LAUREN COMITO: Artist Statement
“The Menagerie” presents a selection of works taken from my ongoing Search Engine Project that has persisted over the last three years. Initially I was interested in how commonplace Google Image Search has become and how it is utilized in everyday life. The project began by conducting a series of image queries using the phrase “no comment”. I chose this phrase for its ambiguous meaning and for the potential variation within the query.
The search engine also became a place for aesthetic inquiry. The formal display of Google Image Search is gridded in such a way as to be reminiscent of Modernist painting and architecture. Relationships between images are coalesced through formal devices such as resizing and containment. The viewer is left to have a fluid and cohesive aesthetic experience, via unitization of disparate images, although the viewer’s sense of scale and resolution (quality) of these images is always indeterminate.
The two large paintings in the exhibition pay tribute to this formal display. Over the years Google has added further customization features to its image search. One of the more recent features is a time-based search. For seven days I tracked both the 24-hour image search query and the default search query. These two paintings used the first “page” of results as a formal mapping. Each image was reduced to a rectangular block of color that was dictated by the most dominant color found within the image.
The varied material investigations employed attempt to mimic common digital image manipulations, such as applying filters, superimposing and skewing. The resultant physical manifestations investigate how the display of the search engine, as well as the images themselves, operate when placed into the physical realm.
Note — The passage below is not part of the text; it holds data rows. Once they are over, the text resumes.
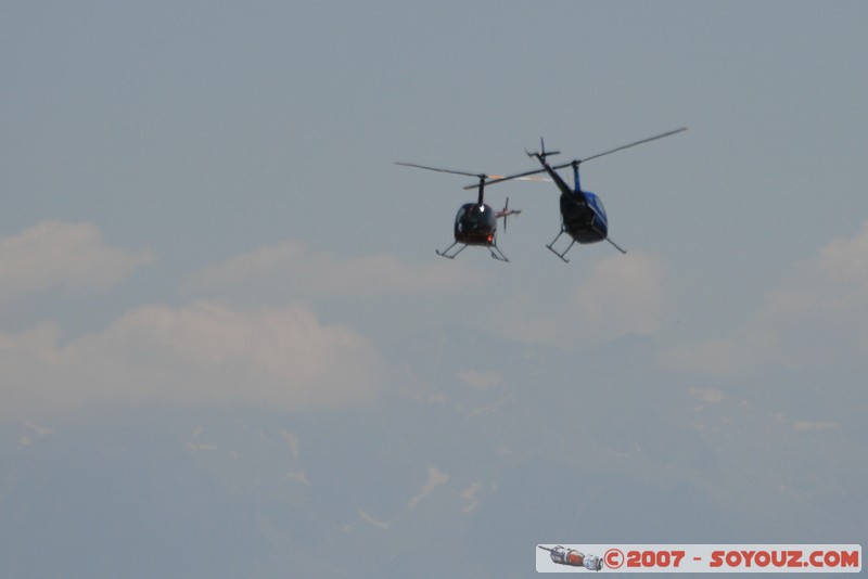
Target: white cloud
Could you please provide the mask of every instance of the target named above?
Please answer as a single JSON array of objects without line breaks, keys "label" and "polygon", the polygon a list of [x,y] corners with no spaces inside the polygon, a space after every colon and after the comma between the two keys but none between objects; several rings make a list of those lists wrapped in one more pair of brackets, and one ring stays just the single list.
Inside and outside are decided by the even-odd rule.
[{"label": "white cloud", "polygon": [[155,400],[304,410],[358,403],[383,386],[372,345],[302,305],[150,306],[66,345],[59,335],[50,323],[0,334],[0,415]]},{"label": "white cloud", "polygon": [[[425,266],[381,254],[347,258],[316,253],[297,242],[259,247],[193,274],[183,291],[193,295],[275,291],[305,296],[372,297],[407,292],[443,292],[475,286],[482,275],[457,261]],[[265,290],[264,290],[265,288]]]},{"label": "white cloud", "polygon": [[153,261],[148,252],[128,253],[107,245],[90,223],[43,221],[0,239],[0,305],[52,288],[105,290]]}]

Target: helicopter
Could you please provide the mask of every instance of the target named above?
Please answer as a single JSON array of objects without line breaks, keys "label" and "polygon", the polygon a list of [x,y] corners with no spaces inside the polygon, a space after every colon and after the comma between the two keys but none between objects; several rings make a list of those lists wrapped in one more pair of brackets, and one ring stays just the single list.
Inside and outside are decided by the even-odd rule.
[{"label": "helicopter", "polygon": [[[686,131],[687,127],[681,127],[680,129],[675,129],[673,131],[664,132],[662,134],[656,134],[654,137],[649,137],[648,139],[642,139],[641,141],[636,141],[626,145],[622,145],[615,149],[611,149],[603,153],[598,153],[590,157],[586,157],[584,159],[574,159],[570,163],[565,163],[563,165],[557,165],[552,167],[547,160],[547,157],[560,154],[560,151],[546,151],[545,142],[540,139],[540,150],[539,152],[532,153],[526,151],[527,156],[536,158],[539,164],[542,166],[541,169],[536,169],[533,171],[525,171],[516,175],[511,175],[507,177],[498,177],[495,179],[489,180],[487,185],[492,185],[495,183],[501,183],[503,181],[510,181],[512,179],[527,179],[531,176],[538,175],[541,172],[548,173],[552,181],[558,185],[558,189],[561,192],[561,200],[560,200],[560,208],[561,208],[561,230],[558,232],[558,235],[546,245],[546,247],[551,250],[554,255],[560,257],[564,262],[570,262],[566,259],[566,253],[573,247],[574,244],[589,244],[589,243],[597,243],[601,241],[608,241],[612,246],[614,246],[618,252],[622,254],[626,254],[626,249],[621,247],[614,241],[609,237],[609,219],[605,215],[605,208],[603,207],[603,202],[600,200],[599,196],[591,193],[590,191],[583,191],[582,185],[578,180],[578,166],[583,163],[587,163],[588,160],[596,159],[602,157],[604,155],[610,155],[612,153],[616,153],[618,151],[623,151],[625,149],[629,149],[631,146],[640,145],[643,143],[648,143],[651,141],[655,141],[658,139],[663,139],[664,137],[671,137],[673,134],[679,133],[681,131]],[[558,175],[557,169],[563,169],[565,167],[573,168],[573,186],[566,184],[563,178]],[[464,189],[471,189],[471,185],[465,186]],[[480,190],[482,190],[482,183],[480,183]],[[572,241],[570,245],[563,252],[559,252],[554,248],[554,244],[558,240],[561,239],[561,235],[566,233]]]},{"label": "helicopter", "polygon": [[[501,176],[489,176],[485,173],[472,173],[464,171],[454,171],[450,169],[439,169],[436,167],[427,167],[425,165],[417,165],[414,163],[400,163],[396,165],[405,167],[416,167],[417,169],[427,169],[430,171],[448,172],[452,175],[464,175],[468,177],[476,177],[480,181],[477,185],[480,194],[476,203],[465,203],[462,205],[455,216],[455,241],[452,244],[441,252],[435,249],[438,256],[455,259],[458,254],[464,250],[468,245],[480,245],[487,247],[492,257],[498,261],[509,261],[503,252],[497,246],[497,220],[503,219],[503,231],[507,230],[507,218],[511,215],[519,215],[521,209],[509,208],[509,197],[502,209],[495,211],[490,205],[486,205],[484,201],[484,190],[486,182],[492,179],[502,179]],[[519,177],[515,177],[519,179]],[[473,189],[465,188],[465,189]],[[456,245],[461,245],[456,252],[451,252]]]}]

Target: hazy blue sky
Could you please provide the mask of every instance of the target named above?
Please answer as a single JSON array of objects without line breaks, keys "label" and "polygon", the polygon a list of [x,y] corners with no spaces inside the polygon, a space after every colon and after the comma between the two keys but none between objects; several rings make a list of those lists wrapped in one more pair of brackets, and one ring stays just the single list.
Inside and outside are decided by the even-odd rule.
[{"label": "hazy blue sky", "polygon": [[[620,384],[639,399],[768,385],[752,424],[864,449],[866,22],[857,1],[4,2],[0,422],[27,447],[106,406],[375,420],[421,363],[395,345],[458,327],[565,355],[643,336],[656,377]],[[585,157],[681,126],[583,166],[628,254],[569,265],[551,184],[489,190],[523,209],[510,263],[449,261],[472,179],[394,165],[521,171],[540,137]],[[452,377],[508,382],[513,353]],[[427,467],[417,502],[445,484]],[[865,523],[844,531],[816,539]]]}]

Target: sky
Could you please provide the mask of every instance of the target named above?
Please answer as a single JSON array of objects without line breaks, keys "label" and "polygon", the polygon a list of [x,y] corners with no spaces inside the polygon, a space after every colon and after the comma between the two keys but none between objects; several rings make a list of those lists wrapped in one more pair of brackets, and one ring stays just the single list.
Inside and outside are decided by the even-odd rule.
[{"label": "sky", "polygon": [[[179,414],[205,421],[209,409],[268,409],[308,424],[310,437],[342,416],[352,434],[329,436],[352,437],[391,473],[378,448],[422,452],[393,438],[439,435],[384,409],[425,399],[460,410],[471,403],[462,397],[516,388],[486,402],[509,407],[546,391],[546,352],[559,360],[560,395],[610,406],[609,423],[583,426],[595,446],[664,436],[662,415],[637,423],[618,404],[672,400],[686,424],[718,433],[703,445],[725,464],[744,451],[749,473],[795,477],[807,512],[864,505],[853,480],[868,461],[851,451],[868,442],[866,18],[863,2],[802,0],[4,3],[0,426],[16,466],[0,491],[36,477],[22,453],[65,428],[93,434],[108,415],[135,415],[129,428],[145,433],[151,419],[186,425]],[[550,183],[486,191],[490,205],[509,197],[522,209],[498,236],[509,263],[477,248],[450,261],[434,249],[451,243],[473,180],[394,164],[510,173],[534,168],[525,151],[540,138],[566,162],[679,127],[689,130],[583,165],[628,253],[575,246],[570,263],[545,247],[560,227]],[[439,336],[439,358],[410,347],[420,336]],[[750,436],[727,438],[731,416],[715,430],[685,415],[720,403],[749,417]],[[461,432],[467,416],[425,423],[418,410],[438,433]],[[527,440],[580,445],[569,421],[536,410],[521,414]],[[376,425],[386,415],[390,436]],[[756,454],[769,436],[787,456],[809,448],[825,478]],[[297,437],[275,435],[295,458],[308,442]],[[550,465],[534,452],[527,468]],[[161,468],[183,464],[154,453]],[[458,475],[470,463],[447,473],[435,462],[417,465],[407,511],[459,480],[464,506],[489,488]],[[604,469],[599,485],[662,485],[688,462],[668,475]],[[86,466],[53,476],[76,468]],[[529,480],[510,468],[519,487]],[[681,483],[713,486],[700,472]],[[732,478],[731,492],[755,490],[750,479]],[[37,514],[63,516],[49,509]],[[388,530],[385,515],[347,509],[359,515],[346,528]],[[21,516],[38,536],[40,517]],[[745,507],[718,533],[711,523],[705,537],[775,542],[793,538],[787,525],[809,525],[756,527],[752,516]],[[497,526],[471,528],[486,520]],[[795,539],[864,542],[864,519],[838,525]],[[610,531],[529,537],[527,564],[534,542],[621,540]],[[29,561],[27,545],[16,549]]]}]

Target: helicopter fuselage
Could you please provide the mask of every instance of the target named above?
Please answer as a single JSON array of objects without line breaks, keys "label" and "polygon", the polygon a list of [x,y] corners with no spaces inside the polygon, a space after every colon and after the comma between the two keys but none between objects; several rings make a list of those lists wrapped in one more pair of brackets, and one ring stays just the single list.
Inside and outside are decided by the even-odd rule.
[{"label": "helicopter fuselage", "polygon": [[490,205],[465,203],[455,216],[455,241],[465,245],[494,245],[497,211]]},{"label": "helicopter fuselage", "polygon": [[561,219],[563,231],[578,243],[598,243],[609,235],[602,201],[589,191],[561,193]]},{"label": "helicopter fuselage", "polygon": [[590,191],[582,191],[578,181],[578,163],[573,165],[574,185],[571,188],[546,162],[544,155],[536,155],[536,158],[561,191],[561,231],[577,243],[604,241],[609,235],[609,219],[605,216],[605,208],[600,197]]}]

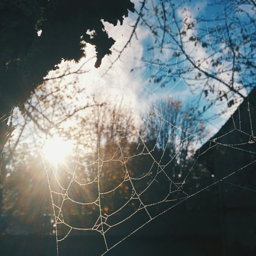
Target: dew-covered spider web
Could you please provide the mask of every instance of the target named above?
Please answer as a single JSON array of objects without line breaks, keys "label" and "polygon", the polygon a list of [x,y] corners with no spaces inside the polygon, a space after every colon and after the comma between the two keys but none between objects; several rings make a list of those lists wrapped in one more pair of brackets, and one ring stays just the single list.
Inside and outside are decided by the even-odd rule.
[{"label": "dew-covered spider web", "polygon": [[[76,74],[85,89],[74,100],[65,81],[66,108],[57,102],[56,117],[40,110],[75,148],[60,162],[42,154],[58,255],[69,237],[91,234],[101,238],[97,253],[111,255],[180,206],[214,208],[220,191],[226,206],[242,192],[253,201],[256,6],[192,2],[138,2],[123,26],[106,23],[112,55],[99,71]],[[86,51],[86,60],[94,54]]]}]

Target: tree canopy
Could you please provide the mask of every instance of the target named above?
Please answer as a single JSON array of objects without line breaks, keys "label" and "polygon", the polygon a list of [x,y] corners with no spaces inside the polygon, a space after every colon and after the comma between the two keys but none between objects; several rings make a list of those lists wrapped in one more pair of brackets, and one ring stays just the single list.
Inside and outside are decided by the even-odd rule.
[{"label": "tree canopy", "polygon": [[102,21],[122,24],[128,11],[135,11],[130,0],[1,2],[0,118],[17,105],[24,109],[48,72],[63,60],[79,62],[87,43],[95,46],[98,68],[115,42]]}]

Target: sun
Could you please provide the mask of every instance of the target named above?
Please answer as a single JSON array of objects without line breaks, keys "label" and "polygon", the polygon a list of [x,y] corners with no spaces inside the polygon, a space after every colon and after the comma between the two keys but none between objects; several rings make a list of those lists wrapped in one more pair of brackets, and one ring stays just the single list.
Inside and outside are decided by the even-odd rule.
[{"label": "sun", "polygon": [[64,162],[72,151],[72,144],[56,135],[48,140],[42,150],[50,162],[56,164]]}]

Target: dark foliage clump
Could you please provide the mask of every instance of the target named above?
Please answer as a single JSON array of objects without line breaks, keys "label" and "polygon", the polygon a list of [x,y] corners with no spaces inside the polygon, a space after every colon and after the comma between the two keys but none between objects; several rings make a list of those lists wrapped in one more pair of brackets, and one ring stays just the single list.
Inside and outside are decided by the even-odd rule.
[{"label": "dark foliage clump", "polygon": [[0,1],[0,118],[16,106],[22,111],[62,60],[78,62],[86,43],[95,46],[98,68],[115,42],[102,21],[122,24],[128,10],[130,0]]}]

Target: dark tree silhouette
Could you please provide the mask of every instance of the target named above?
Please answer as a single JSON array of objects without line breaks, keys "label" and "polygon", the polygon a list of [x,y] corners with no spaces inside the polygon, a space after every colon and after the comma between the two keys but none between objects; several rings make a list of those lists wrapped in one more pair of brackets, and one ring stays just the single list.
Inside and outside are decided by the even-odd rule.
[{"label": "dark tree silhouette", "polygon": [[1,0],[0,10],[0,154],[13,130],[7,125],[12,109],[24,113],[44,77],[63,60],[78,62],[86,43],[95,46],[98,68],[115,42],[102,21],[122,25],[135,9],[130,0]]}]

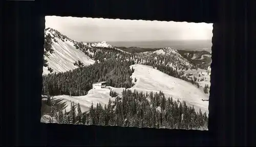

The Stilllife works on paper began by printing the query images at their actual size rather than their display size. These image prints were mounted to individually cut pieces of foam-core that correspond to their print size. The digital images thus become transformed into literal building blocks that can be physically rearranged. I assembled these image-objects into stacks, which then served as a still life to paint from.
The query images are at times printed onto different types of fabric and either stretched over an armature or allowed to embrace the sag of that particular fabric. The Search Engine Nightlights are paintings comprised of stretched digital prints on fabric and many layers of mark-making, which create a literal physical thickness. In order to see the previous underlying layers the paintings must be illuminated from the backend. Baggage is comprised of ten enclosed cotton voile pouches. The images were first digitally superimposed and printed onto transparent fabric. These pieces are deflated shells; the surface image now a transparent flaccid skin lacking a skeletal structure.